You would assume that a movie that aims to be the ultimate action flick can’t possibly be much worse than those spawned at the height of the action genre in the eighties. At worst, you could get brainless, campy, violent entertainment, and The Expendables is brainless, campy and violent — but it is also a dreadful bore. No one should know more about action movies than director Sylvester Stallone and his cast of carefully assembled action stars but The Expendables misses the opportunity to say something essential about the genre. Despite the deafening explosions and oodles of gore, it is a severely underwhelming experience, lacking the enthusiasm to even be a decent action feature. It is one of those unfortunate movies that, despite being consistently bad, is never so sublimely bad that it becomes good.

Stallone plays Barney Ross, the ringleader of a group of hired guns, The Expendables, which includes blades expert Lee Christmas (played by Jason Statham, upon whom falls the grave duty of providing the eye candy in this cast of aging veterans), martial artist Yin Yang (Jet Li), Gunnar Jensen (Dolph Lundgren), Hale Caesar (Terry Crews) and Toll Road (Randy Couture).

Given a contract to take down the dictatorship of General Graza in the fictional South American island of Vilena, Barney and Lee go on a reconnaissance mission. Barney is smitten by General Graza’s daughter Sandra, an idealistic revolutionary who puts her life at risk by refusing to leave the island with them. The mission goes awry and Barney and Lee barely escape with their lives. Back home, The Expendables agree that it is too risky to continue and call off the contract. Then, in a sentimental reversal entirely at odds with his chosen line of work and his personal machismo, Barney is deeply affected by a teary speech on tainted ideals delivered by Tool (Mickey Rourke), his tattoo artist, and decides to go back to Vilena, essentially to rescue Sandra.
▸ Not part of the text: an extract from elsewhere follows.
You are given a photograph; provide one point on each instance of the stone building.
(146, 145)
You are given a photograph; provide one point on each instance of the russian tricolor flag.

The story — essentially a rehash — is simplistic, but the chaotic direction muddles even the most straightforward developments, making this movie painful to follow. The fight sequences were particularly mystifying, as one could not make out what was happening. The screenplay is, simply put, pointless, and the actors often speak like dull toddlers who don’t know how to use their words, as this exchange between Barney and Gunner illustrates.

Gunner: “Think I’ll need stitches?”


Barney: “Maybe.”

Gunner: “I hate stitches.”

Barney: “Everyone does.”

The high point of the movie is the scene which briefly unites Stallone with action stalwarts Arnold Schwarzenegger and Bruce Willis. Willis is Church, a CIA spook, and Schwarznegger is Barney’s rival. This is the closest The Expendables comes to self-reflection and provides a delicious reflexive moment which is not fully exploited. A boring, ill-conceived film, The Expendables runs on machismo but banks on sentimentality, not just the sentimentality in the movie, but of those fans of the genre who yearn for the unsophisticated blood and gore of the 80s.

Published in The Express Tribune, October 9th, 2010.